Empower adolescents to change their own behavior in school
By James Dean, Cornell Chronicle
A large-scale program that enlisted students in disadvantaged middle schools to teach younger peers reduced disciplinary problems and improved academic achievement, reports new research led by a Cornell economist.
Key to the program’s success: buy-in from challenging adolescents who crave status and don’t want to be lectured – an approach informed by the science of adolescent behavior and brain development, the researchers said.
The program already has been scaled up in Turkey, where the two-year study collected data from roughly 18,000 students in 65 schools, starting in 2020-21. And the researchers are in discussions with educators from several countries, including in U.S. schools, interested in applying the relatively low-cost intervention to a variety of contexts.
“We show that you can change behavior on a massive scale, including for the kids whose behavior you want to change and also for their friends, because of the social linkages in middle schools,” said Sule Alan, professor in the Cornell Jeb E. Brooks School of Public Policy and in the Department of Economics. “You have to allow them to change their own behavior willingly. You have to give them what they actually need, and that is social status, that is autonomy, and that is respect.”
Alan is a co-author of “Empowering Adolescents to Transform Schools: Lessons from a Behavioral Targeting,” published in the February issue of the American Economic Review, with Elif Kubilay, a senior lecturer in the Department of Economics at the University of Essex in England.
Alan investigates how school environments shape malleable character traits – such as grit, patience, self-control and belonging – that may contribute to diverging outcomes for similar students. Boosting those social and emotional attributes could benefit learning and lead to better labor market outcomes, particularly in lower-income communities.
Alan spent a year meeting with “problem” students in disadvantaged middle schools to understand their needs. They made clear, she said, that they weren’t interested in another adult telling them how to behave.
Listening to their feedback and reviewing the psychology literature about adolescents, Alan adopted a new approach. Instead of training teachers to target certain behaviors, as she had with younger children, she would ask selected seventh and eighth graders to deliver an empowerment curriculum to fifth- and sixth-grade peers.
“I said, ‘OK, I’m not going to teach you any lessons, but can you help teach the little ones in your school how to behave, how to be responsible, how to make the school better?’” Alan said. “Eventually, through self-persuasion, I thought they would start believing the messages they were teaching.”
The researchers identified senior students who scored high in emotional intelligence and were socially influential, based on friend networks the students shared. From that group, they recruited roughly 630 each in the seventh and eighth grades to be student-teachers. Including their friends, the study’s target sample totaled about 5,000 students.

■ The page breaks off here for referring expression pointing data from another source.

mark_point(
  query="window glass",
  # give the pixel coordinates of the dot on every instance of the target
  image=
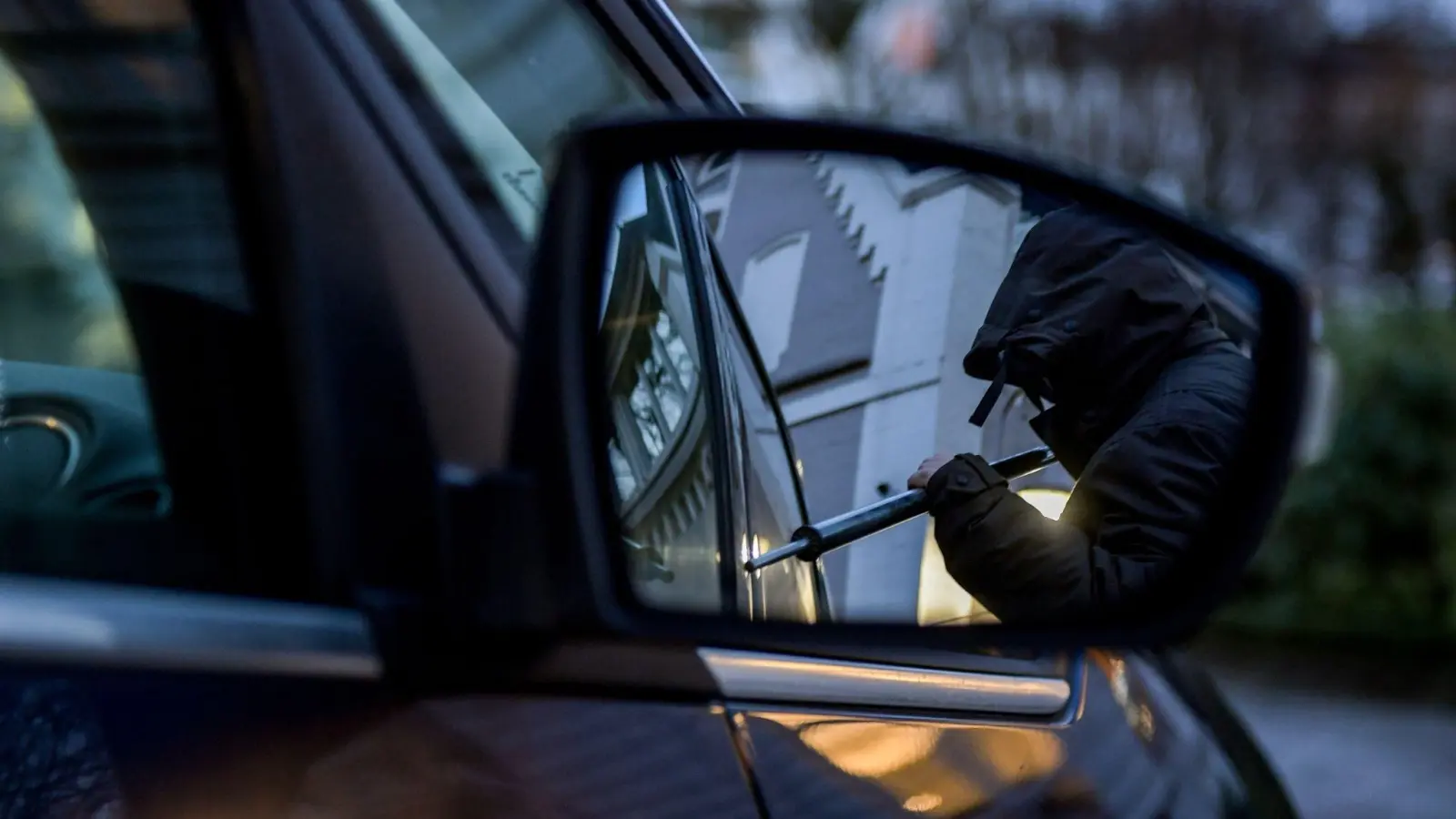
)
(113, 196)
(784, 591)
(504, 80)
(662, 450)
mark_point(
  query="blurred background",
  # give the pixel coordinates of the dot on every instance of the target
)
(1322, 133)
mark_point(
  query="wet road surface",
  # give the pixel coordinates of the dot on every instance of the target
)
(1347, 753)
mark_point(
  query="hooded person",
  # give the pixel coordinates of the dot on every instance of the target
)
(1148, 404)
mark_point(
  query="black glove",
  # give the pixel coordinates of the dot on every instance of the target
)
(965, 480)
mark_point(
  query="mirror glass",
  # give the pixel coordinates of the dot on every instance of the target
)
(995, 404)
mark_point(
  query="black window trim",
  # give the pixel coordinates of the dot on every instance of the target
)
(740, 325)
(713, 363)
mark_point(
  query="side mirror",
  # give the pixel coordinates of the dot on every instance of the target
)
(1164, 365)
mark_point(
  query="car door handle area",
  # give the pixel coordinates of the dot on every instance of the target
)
(817, 681)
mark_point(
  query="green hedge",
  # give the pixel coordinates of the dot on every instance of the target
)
(1366, 540)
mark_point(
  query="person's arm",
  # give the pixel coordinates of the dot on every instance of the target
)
(1132, 515)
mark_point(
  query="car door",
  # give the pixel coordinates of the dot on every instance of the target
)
(165, 639)
(206, 471)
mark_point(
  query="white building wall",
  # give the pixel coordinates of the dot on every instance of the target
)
(954, 251)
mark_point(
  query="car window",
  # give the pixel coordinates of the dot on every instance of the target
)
(784, 591)
(502, 80)
(662, 414)
(114, 206)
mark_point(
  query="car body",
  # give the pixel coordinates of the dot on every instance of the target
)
(193, 620)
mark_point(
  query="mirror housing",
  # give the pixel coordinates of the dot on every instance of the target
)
(562, 423)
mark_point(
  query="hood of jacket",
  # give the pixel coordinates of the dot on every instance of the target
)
(1088, 317)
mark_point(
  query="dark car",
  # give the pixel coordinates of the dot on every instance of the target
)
(232, 232)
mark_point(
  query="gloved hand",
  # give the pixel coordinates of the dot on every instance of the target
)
(954, 480)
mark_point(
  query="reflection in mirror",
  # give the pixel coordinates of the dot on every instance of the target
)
(921, 327)
(660, 452)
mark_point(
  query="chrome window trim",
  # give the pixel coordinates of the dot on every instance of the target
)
(67, 622)
(786, 678)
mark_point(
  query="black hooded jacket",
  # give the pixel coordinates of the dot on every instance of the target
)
(1149, 398)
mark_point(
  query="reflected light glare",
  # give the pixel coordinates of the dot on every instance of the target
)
(1047, 501)
(871, 749)
(924, 802)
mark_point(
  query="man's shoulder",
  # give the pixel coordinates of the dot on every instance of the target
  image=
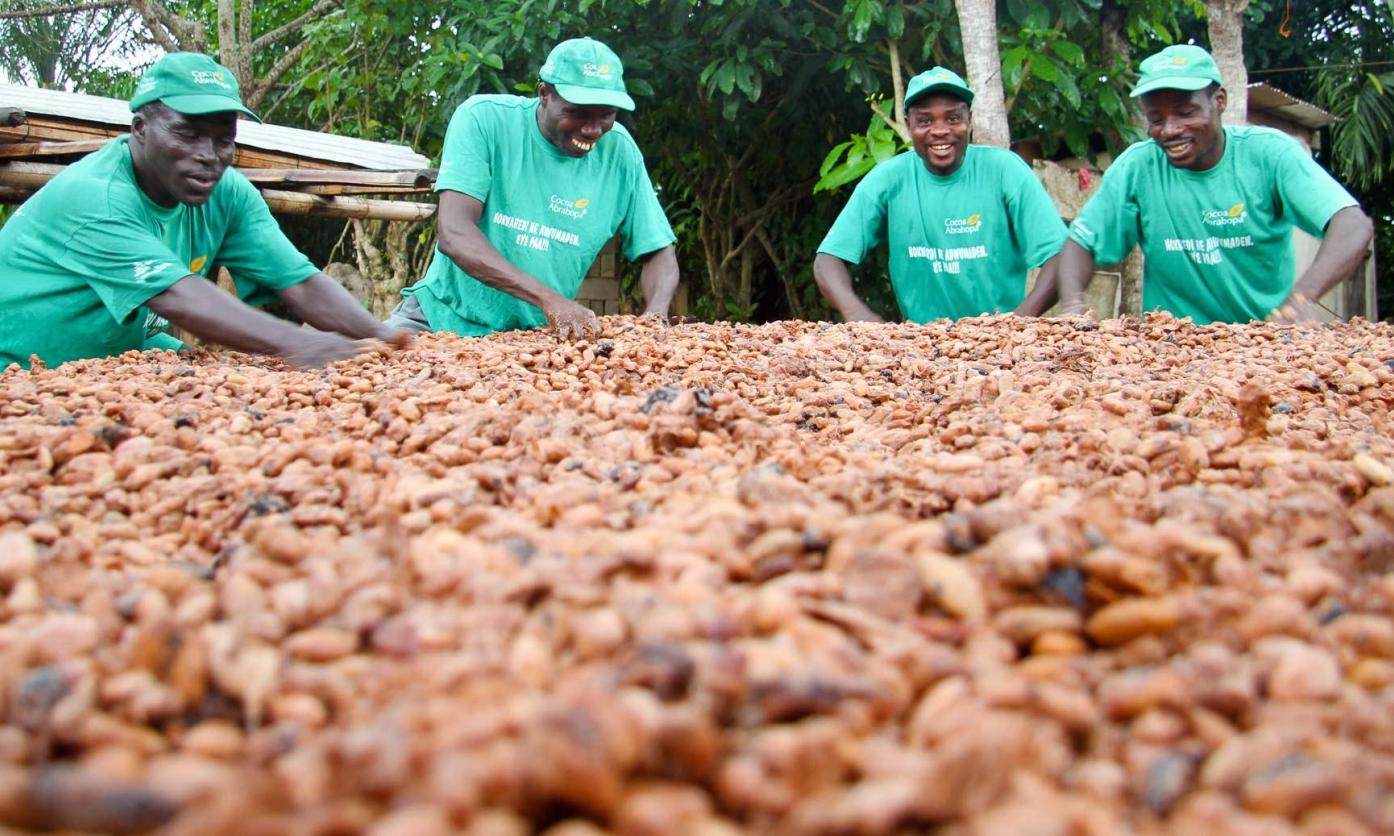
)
(991, 155)
(1142, 153)
(495, 105)
(96, 183)
(894, 169)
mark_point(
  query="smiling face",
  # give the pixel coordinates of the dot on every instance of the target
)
(1186, 126)
(572, 128)
(940, 124)
(177, 158)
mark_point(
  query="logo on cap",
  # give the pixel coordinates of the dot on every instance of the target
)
(205, 77)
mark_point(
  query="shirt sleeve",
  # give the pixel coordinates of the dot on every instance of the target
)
(1036, 223)
(464, 160)
(255, 250)
(1306, 190)
(1108, 223)
(121, 262)
(644, 227)
(860, 225)
(162, 342)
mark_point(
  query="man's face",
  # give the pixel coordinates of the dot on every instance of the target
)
(179, 159)
(940, 124)
(572, 128)
(1186, 126)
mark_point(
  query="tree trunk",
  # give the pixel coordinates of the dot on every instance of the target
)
(977, 21)
(1226, 21)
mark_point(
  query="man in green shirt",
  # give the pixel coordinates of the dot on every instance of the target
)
(1213, 208)
(124, 240)
(963, 222)
(531, 188)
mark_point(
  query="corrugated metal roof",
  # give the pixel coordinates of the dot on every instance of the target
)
(1270, 99)
(379, 156)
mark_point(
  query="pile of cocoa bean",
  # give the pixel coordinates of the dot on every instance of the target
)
(994, 577)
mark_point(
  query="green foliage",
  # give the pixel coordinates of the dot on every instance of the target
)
(746, 106)
(80, 50)
(849, 160)
(1362, 138)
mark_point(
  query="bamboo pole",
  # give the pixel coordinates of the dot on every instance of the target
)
(24, 149)
(20, 176)
(285, 202)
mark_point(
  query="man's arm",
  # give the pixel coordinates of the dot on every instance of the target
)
(1076, 269)
(325, 304)
(466, 245)
(1343, 247)
(1044, 293)
(834, 282)
(658, 280)
(197, 305)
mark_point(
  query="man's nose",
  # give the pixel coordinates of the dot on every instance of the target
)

In 32 randomly assigned schools, the student-teachers taught a weekly curriculum, “Our Future, Our Dream,” designed by Alan’s team. Among its nine topics were envisioning the ideal school; recognizing one’s power to shape their social environment; and understanding the perils of violence and antisocial behavior. In the remaining control group, about half of the schools did nothing differently, while the other student-teachers led basic activities such as mazes and coloring.
Results showed the program was effective in improving social, emotional and academic outcomes, the researchers said. Student-teachers and their friend networks were about 70% less likely to be flagged for disciplinary violations in the first year, and 55% less likely in the second year. Anti-social attitudes decreased. Junior students participating in the curriculum were more likely to nominate senior students as supportive peers, suggesting an improved school climate.

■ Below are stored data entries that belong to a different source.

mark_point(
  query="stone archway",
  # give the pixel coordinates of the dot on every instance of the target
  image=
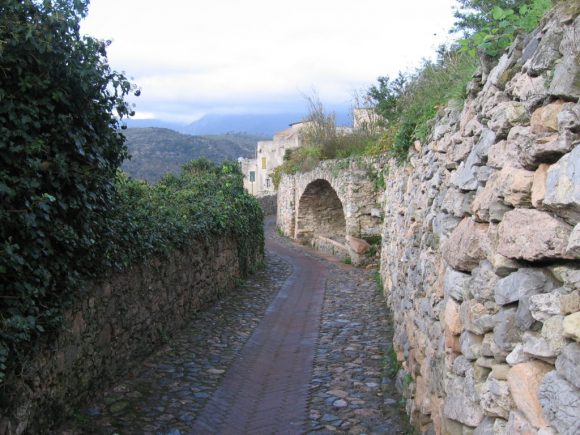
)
(320, 214)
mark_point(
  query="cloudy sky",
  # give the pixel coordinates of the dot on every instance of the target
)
(195, 57)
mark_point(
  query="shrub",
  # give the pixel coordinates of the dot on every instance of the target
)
(498, 26)
(60, 147)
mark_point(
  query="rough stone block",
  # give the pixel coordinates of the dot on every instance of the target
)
(525, 88)
(463, 250)
(462, 401)
(507, 332)
(533, 235)
(537, 346)
(517, 356)
(483, 281)
(359, 246)
(505, 153)
(553, 333)
(524, 382)
(566, 81)
(470, 345)
(545, 118)
(457, 203)
(518, 425)
(456, 284)
(506, 115)
(547, 52)
(503, 266)
(506, 188)
(563, 187)
(544, 306)
(568, 274)
(500, 371)
(570, 302)
(524, 282)
(539, 185)
(452, 322)
(560, 403)
(571, 326)
(573, 248)
(495, 398)
(477, 317)
(465, 178)
(568, 364)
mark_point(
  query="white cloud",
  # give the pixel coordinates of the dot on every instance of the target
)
(195, 57)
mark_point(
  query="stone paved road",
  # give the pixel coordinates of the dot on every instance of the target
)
(330, 380)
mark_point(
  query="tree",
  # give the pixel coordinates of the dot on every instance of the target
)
(60, 148)
(473, 15)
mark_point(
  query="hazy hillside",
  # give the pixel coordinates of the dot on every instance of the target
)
(250, 124)
(156, 151)
(264, 125)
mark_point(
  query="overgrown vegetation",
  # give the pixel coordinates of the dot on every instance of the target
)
(66, 216)
(407, 104)
(491, 26)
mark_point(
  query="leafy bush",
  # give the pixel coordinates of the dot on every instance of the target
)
(59, 150)
(322, 141)
(204, 201)
(409, 102)
(502, 24)
(66, 216)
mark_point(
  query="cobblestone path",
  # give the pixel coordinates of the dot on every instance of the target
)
(283, 353)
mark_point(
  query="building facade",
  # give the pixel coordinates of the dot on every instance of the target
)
(269, 155)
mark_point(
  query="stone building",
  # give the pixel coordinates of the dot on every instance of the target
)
(269, 155)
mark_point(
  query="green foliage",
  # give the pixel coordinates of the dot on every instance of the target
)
(378, 281)
(322, 141)
(60, 147)
(65, 215)
(409, 102)
(498, 26)
(392, 365)
(473, 15)
(204, 201)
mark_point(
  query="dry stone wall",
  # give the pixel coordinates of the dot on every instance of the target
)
(311, 198)
(114, 324)
(481, 249)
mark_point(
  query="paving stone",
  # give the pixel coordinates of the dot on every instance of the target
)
(169, 391)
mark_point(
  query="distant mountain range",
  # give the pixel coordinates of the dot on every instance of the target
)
(265, 125)
(157, 151)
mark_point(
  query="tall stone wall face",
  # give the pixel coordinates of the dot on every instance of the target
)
(481, 249)
(268, 204)
(113, 325)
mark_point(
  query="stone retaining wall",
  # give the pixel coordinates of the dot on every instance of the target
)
(114, 324)
(481, 243)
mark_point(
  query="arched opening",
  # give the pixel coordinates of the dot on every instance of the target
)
(320, 214)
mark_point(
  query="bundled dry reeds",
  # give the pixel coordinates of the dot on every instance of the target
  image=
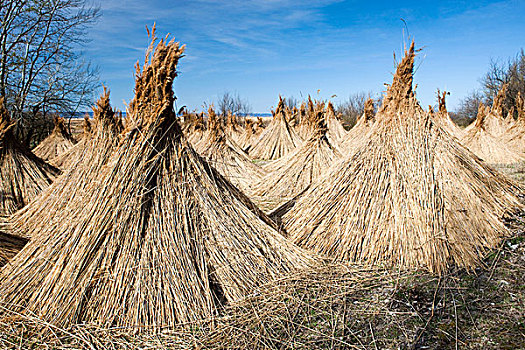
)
(442, 118)
(58, 142)
(53, 204)
(336, 131)
(277, 140)
(23, 175)
(160, 238)
(226, 156)
(515, 135)
(359, 132)
(490, 148)
(295, 172)
(409, 196)
(232, 128)
(493, 120)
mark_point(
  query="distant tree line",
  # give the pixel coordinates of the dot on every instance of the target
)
(42, 70)
(511, 72)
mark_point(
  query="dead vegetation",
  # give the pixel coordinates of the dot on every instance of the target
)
(409, 196)
(58, 142)
(159, 239)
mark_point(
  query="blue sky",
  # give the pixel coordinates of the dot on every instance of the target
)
(260, 49)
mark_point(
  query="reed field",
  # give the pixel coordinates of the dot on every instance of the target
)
(202, 230)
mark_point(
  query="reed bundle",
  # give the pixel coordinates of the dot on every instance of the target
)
(493, 121)
(442, 118)
(160, 238)
(359, 132)
(226, 156)
(294, 173)
(410, 195)
(72, 154)
(51, 208)
(58, 142)
(23, 175)
(277, 139)
(336, 131)
(487, 146)
(515, 136)
(232, 128)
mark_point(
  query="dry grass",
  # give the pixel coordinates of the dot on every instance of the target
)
(410, 196)
(159, 239)
(277, 139)
(336, 131)
(295, 172)
(22, 174)
(335, 307)
(359, 132)
(487, 146)
(226, 156)
(58, 142)
(442, 118)
(52, 205)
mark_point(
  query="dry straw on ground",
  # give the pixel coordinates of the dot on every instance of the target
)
(58, 142)
(295, 172)
(277, 139)
(409, 196)
(22, 174)
(161, 237)
(226, 156)
(51, 208)
(487, 146)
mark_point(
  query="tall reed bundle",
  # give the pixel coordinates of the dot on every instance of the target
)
(162, 238)
(226, 156)
(277, 139)
(410, 196)
(72, 154)
(295, 172)
(247, 137)
(491, 149)
(195, 127)
(515, 136)
(52, 206)
(58, 142)
(494, 122)
(336, 131)
(442, 118)
(23, 175)
(232, 128)
(359, 132)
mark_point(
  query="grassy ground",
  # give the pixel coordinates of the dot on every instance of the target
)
(338, 307)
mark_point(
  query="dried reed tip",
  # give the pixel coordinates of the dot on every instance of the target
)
(520, 107)
(154, 97)
(369, 109)
(497, 105)
(87, 125)
(441, 102)
(481, 116)
(401, 88)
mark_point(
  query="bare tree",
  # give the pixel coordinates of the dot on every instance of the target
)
(352, 108)
(41, 67)
(510, 72)
(229, 102)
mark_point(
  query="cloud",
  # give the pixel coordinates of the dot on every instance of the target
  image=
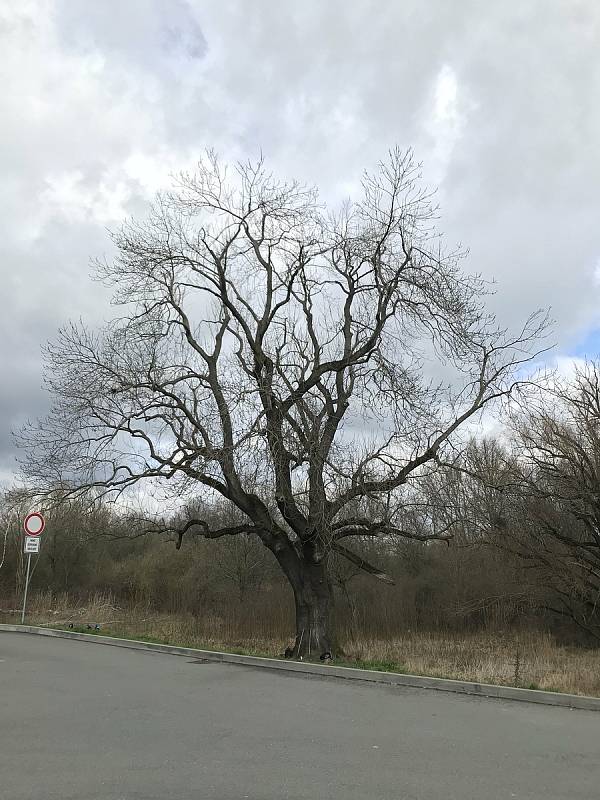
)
(101, 101)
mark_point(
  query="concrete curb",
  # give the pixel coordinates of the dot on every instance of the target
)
(345, 673)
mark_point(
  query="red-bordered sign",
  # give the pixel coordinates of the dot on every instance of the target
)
(34, 524)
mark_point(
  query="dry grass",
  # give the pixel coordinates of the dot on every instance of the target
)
(529, 659)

Most importantly, Alan said, eighth-grade student-teachers engaged in the curriculum were significantly more likely to win admission to selective high schools, potentially imparting long-term economic benefits. In 2022, 18.4% of student-teachers were admitted to selective schools – twice as many as eighth graders overall. In 2023, 21.2% of student-teachers advanced to selective schools, compared to 13% overall.
The researchers believe processes of cognitive dissonance and self-persuasion underlie the transformation.
“If I am a bully and I’m supposed to teach about the profile of a bully,” Alan said, “that creates discomfort that has to be resolved.”
Alan said the proof of concept can now be scaled up and applied to a range of behaviors, from drug use to smartphone use to sexual activity. And it can be done anywhere in the world, since adolescent development and behavior is similar across cultures.
“You need to understand how the adolescent brain works and design programs that would work for them,” Alan said. “Adolescents should embrace the program that you’re offering them to change their behavior.”
The research was supported by a European Research Council Advanced Grant.